Tuesday, March 17, 2009

Hari Kari for AIG execs.

I met Charles Grassley once at a high school leadership conference in Des Moines, struck me as a pretty decent guy. Between this and his call for mega-church IRS audits maybe he should think about switching parties.

Grassley: Suicide for AIG execs?

Sen. Charles Grassley, R-Iowa, seen here on Capitol Hill last May, suggested Monday that AIG executives should take a Japanese approach toward accepting responsibility for the collapse of the insurance giant by resigning or killing themselves.

By TOM RAUM and JENNIFER LOVEN
Associated Press
Published: Tuesday, March 17, 2009
IOWA CITY, Iowa — Iowa Sen. Charles Grassley suggested that AIG executives should accept responsibility for the collapse of the insurance giant by resigning or killing themselves.

The Republican lawmaker’s harsh comments came during an interview Monday with Cedar Rapids, Iowa, radio station WMT. They echo remarks he has made in the past about corporate executives and public apologies, but went further in suggesting suicide.

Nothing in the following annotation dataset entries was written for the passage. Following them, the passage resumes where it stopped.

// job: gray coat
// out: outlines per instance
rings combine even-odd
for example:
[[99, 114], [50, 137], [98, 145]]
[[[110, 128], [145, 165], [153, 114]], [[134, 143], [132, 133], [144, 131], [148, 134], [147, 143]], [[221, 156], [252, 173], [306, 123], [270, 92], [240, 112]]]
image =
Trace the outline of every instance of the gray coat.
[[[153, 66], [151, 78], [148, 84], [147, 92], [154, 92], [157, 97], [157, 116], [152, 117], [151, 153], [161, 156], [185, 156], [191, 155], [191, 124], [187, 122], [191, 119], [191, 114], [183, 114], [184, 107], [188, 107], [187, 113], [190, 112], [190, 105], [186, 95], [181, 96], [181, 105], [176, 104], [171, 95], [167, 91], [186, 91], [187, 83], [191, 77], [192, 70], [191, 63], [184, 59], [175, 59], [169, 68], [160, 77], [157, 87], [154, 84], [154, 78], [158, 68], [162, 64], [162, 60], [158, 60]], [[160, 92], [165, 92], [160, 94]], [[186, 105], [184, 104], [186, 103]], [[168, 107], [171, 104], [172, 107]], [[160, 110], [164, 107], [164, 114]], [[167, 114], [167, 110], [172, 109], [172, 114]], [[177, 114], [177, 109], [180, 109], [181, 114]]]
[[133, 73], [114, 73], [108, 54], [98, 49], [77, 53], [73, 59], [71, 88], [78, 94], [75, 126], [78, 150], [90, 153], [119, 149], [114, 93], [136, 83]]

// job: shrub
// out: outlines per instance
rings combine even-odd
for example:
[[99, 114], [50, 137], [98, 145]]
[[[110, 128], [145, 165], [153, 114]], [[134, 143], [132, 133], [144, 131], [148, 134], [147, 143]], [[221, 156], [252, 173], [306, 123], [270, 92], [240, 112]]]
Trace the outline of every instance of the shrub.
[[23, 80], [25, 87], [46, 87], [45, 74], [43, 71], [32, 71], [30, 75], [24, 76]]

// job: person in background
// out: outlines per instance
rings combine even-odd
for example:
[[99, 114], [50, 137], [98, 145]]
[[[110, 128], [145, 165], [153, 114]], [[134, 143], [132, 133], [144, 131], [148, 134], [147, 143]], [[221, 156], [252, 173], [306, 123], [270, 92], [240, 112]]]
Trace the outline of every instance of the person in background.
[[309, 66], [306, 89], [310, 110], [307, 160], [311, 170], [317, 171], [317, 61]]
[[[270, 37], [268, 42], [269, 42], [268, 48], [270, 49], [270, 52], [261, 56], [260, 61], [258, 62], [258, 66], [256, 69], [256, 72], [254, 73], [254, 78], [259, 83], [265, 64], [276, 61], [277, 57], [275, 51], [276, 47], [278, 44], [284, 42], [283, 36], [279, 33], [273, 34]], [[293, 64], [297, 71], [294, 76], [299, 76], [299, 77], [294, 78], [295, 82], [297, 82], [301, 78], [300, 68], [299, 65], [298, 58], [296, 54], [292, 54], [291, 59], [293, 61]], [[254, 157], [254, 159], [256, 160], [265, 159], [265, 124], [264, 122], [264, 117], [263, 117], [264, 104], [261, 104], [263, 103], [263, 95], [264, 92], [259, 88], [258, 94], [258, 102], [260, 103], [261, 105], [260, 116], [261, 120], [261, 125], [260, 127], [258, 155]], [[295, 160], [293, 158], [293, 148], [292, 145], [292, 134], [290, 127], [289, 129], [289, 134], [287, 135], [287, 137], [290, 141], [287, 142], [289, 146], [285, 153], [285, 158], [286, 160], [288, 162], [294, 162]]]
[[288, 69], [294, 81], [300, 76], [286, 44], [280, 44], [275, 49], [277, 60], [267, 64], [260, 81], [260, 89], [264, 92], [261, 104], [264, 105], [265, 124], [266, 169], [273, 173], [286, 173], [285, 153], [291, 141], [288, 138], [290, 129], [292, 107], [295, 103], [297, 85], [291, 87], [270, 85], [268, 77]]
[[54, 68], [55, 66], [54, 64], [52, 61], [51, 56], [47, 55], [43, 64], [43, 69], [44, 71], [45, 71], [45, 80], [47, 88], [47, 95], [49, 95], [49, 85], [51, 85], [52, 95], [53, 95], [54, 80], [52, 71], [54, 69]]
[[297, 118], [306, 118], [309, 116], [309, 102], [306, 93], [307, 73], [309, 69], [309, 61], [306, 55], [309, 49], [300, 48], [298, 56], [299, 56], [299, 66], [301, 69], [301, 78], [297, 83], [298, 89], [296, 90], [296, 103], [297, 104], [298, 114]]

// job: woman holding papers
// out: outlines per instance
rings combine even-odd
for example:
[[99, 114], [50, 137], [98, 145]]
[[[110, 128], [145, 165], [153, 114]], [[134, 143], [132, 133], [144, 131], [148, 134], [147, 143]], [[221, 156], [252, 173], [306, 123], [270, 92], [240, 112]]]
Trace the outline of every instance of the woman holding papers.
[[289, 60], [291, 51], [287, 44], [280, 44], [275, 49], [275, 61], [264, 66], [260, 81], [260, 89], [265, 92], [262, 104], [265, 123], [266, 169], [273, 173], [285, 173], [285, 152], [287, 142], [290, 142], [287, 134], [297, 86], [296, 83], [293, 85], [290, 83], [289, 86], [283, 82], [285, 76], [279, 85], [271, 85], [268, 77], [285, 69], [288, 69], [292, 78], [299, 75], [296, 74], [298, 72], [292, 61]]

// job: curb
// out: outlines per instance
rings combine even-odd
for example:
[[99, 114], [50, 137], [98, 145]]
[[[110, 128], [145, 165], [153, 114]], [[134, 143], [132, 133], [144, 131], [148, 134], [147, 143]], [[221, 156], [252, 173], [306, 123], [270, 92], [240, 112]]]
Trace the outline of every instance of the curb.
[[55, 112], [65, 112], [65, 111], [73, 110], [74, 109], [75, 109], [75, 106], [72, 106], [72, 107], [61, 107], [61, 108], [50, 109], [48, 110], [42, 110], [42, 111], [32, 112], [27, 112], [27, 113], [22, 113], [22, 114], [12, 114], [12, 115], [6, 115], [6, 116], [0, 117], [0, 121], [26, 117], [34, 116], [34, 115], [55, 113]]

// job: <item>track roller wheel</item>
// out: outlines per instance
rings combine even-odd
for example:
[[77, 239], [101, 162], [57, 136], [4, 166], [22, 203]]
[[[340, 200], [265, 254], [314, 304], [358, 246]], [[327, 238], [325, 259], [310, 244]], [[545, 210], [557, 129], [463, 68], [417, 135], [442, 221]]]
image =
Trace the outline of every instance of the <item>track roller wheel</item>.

“I suggest, you know, obviously, maybe they ought to be removed,” Grassley said. “But I would suggest the first thing that would make me feel a little bit better toward them if they’d follow the Japanese example and come before the American people and take that deep bow and say, I’m sorry, and then either do one of two things: resign or go commit suicide.

“And in the case of the Japanese, they usually commit suicide before they make any apology.”

Grassley spokesman Casey Mills said the senator isn’t calling for AIG executives to kill themselves, but said those who accept tax dollars and spend them on travel and bonuses do so irresponsibly.

“Senator Grassley has said for some time now that generally speaking, executives who make a mess of their companies should apologize, as Japanese executives do,” Mills said. “He says the Japanese might even go so far as to commit suicide but he doesn’t want U.S. executives to do that.”


Meanwhile, joining the wave of public anger, President Barack Obama blistered insurance giant AIG for “recklessness and greed” Monday and pledged to try to block it from handing its executives $165 million in bonuses after taking billions in federal bailout money.

Obama aggressively joined other officials in criticizing American International Group, the company that’s fast becoming the poster boy for Americans’ bailout blues even as it protests that the bonuses were required by employee contracts.

The bonuses could contribute to a backlash against Washington that would make it tougher for Obama to ask Congress for more bailout help — and jeopardize other parts of the recovery agenda that’s dominating the start of his presidency. Thus, the president and his top aides were working hard to distance themselves from the insurer’s conduct, to contain possible political damage and to try to bolster public confidence in his administration’s handling of the broader economic rescue effort.

Obama said he had directed Treasury Secretary Timothy Geithner to “pursue every legal avenue to block these bonuses and make the American taxpayer whole.”

Later, White House spokesman Robert Gibbs said the administration would modify the terms of a pending $30 billion bailout installment for AIG to at least recoup the $165 million the bonuses represent. That wouldn’t rescind the bonuses, just require AIG to account for them differently.

On a separate track, New York Attorney General Andrew Cuomo said Monday he would issue subpoenas for information on the bonuses after AIG missed his deadline for providing details. Cuomo said his office would investigate whether the employees were involved in AIG’s near-collapse and whether the $165 million in bonus payments were fraudulent under state law.

One reason that the AIG bonus giveaway is such a compelling story — and a politically troubling one for Obama if not neutralized — is that it offers a simple story line that appears to sum up ways in which the federal bailouts have gone awry.

“This is just the kind of issue that galvanizes public outrage,” said Paul C. Light, professor of public service at New York University. “It’s always the tangible stuff, the things that ordinary Americans can relate to.”

Bailout steps for AIG totaling over $170 billion since September have effectively left the federal government with an 80 percent stake in the faltering insurance giant.

Obama’s comments came on the same day a new poll showed slippage in his approval rating. The poll by the Pew Research Center showed it dropped from 64 percent in February to 59 percent this month.